No corrían tiempos para andarse con tonterías. El nacional-catolicismo vivía su mejor momento, personajes como Carrero Blanco o el camisa vieja Fernández Cuesta entraban en el Gobierno tras las últimas protestas obreras, la represión era rampante y la censura impedía casi cualquier expresión artística ajena al Movimiento. Precisamente entonces es cuando Nuño de la Rosa decide jugarse el pellejo montando la primera “rave” en la capital.

Era un adolescente de diecinueve años con las ideas muy claras. “Me encantaba el jazz, y sólo quería que en mi ciudad hubiera sitios donde escucharlo en compañía de gente”, recuerda a sus 84 años, como si no hubiesen pasado más de seis décadas desde entonces. Pero volvamos a Chamberí, a la calle Blasco de Garay, número diez para ser exactos. Nuño está pasando el rato con unos amigos frente a la taberna El Greco, que hacía esquina con la calle Rodríguez San Pedro (y allí sigue en pie, así que quizá deberíamos convertirlo en lugar de peregrinación), y les asegura que va a entrar, va a hablar con su dueño y le va a convencer para que le deje montar una fiesta en su sótano el siguiente fin de semana. Su pandilla se descojona, pero él entra decidido y al cabo de diez minutos sale con una sonrisa en los labios. El tabernero, satisfecho por la cantidad ofrecida por Nuño para alquilar el sótano, cedió ante la perspectiva de sacarle unos durillos extra a su negocio. Al llegar el viernes, Nuño no sólo ha impreso entradas para su fiesta, también ha hecho flyers para repartirlos por la calle a los jóvenes.

No hay logística para actuaciones en directo, de hecho a Nuño ni se le ha pasado por la cabeza la posibilidad… todavía. Así que consigue reunir el dinero para hacerse con uno de los primeros tocadiscos que han llegado a la capital (“si no fue el primero”, asegura), varios álbumes de jazz y canción italiana, y él y uno de sus amiguetes se convierten en los primeros DJs madrileños. Cobra once pesetas por entrada, y aunque no todos los adolescentes del barrio pueden permitírselo, El Greco se pone hasta arriba en cada fiesta que celebra los sábados y domingos por la tarde. El rumor se extiende entre la muchachada capitalina más avispada y ávida de nuevas sensaciones, pero sólo es cuestión de tiempo que el boca a boca se descontrole y llegue a los oídos equivocados.

Efectivamente, a los pocos días la policía se presenta allí sin previo aviso, con el sótano hasta los topes de gente. “Nos sacaron a todos de allí a gritos”, cuenta Nuño. “Nos quedamos todos en la calle, y yo tuve suerte de que no me llevasen detenido.

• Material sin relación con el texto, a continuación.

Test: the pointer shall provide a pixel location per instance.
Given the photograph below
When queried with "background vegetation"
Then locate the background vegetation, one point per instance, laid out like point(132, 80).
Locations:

En cuanto los policías vieron que no estábamos haciendo nada especialmente malo se marcharon… y entonces nosotros volvimos a entrar para seguir con la fiesta”.

Al cabo de un tiempo, las redadas se convirtieron en algo habitual. Tan habitual que resulta increíble que semejante desafío (o directamente vacile) a las autoridades franquistas no tuviese consecuencias graves. Y es aquí donde entra la picaresca en su más honda expresión. “Yo tenía mucha habilidad para persuadir a la gente, siempre la he tenido”, recuerda Nuño, que consiguió muchas vistas gordas invitando a los agentes a tomar esto o aquello rodeados de jovencitas. Él sin embargo no bebía, y jamás probó gota de alcohol (ni gramo estupefaciente) en toda su vida.

Podría pensarse que el ambiente en sus fiestas era de lo más mojigato, que los chicos apenas se atrevían a invitar a las chicas a bailar y sólo comentaban las canciones que escuchaban mientras tomaban un ponche y se fumaban unos Ducados. Pero nada más lejos. Los pocos enteradillos (¡hipsters?) que sabían que el sótano de El Greco albergaba un pequeño universo paralelo llegaban allí ansiosos de libertad, que no de desenfreno. “Los chicos hablaban entre ellos y se decían “yo voy a por esta”, o “yo voy a por aquella”, y se lanzaban enseguida a invitarlas a bailar. No se cortaban un pelo”, recuerda Nuño. Estaban lejos de las miradas adultas, y de hecho los mayores no tenían cabida en sus fiestas clandestinas. Sin embargo, aquel reducto secreto ya no podía seguir ocultándose más, y no tardó en llegar el día en que pareció que las cosas se iban a poner feas de verdad.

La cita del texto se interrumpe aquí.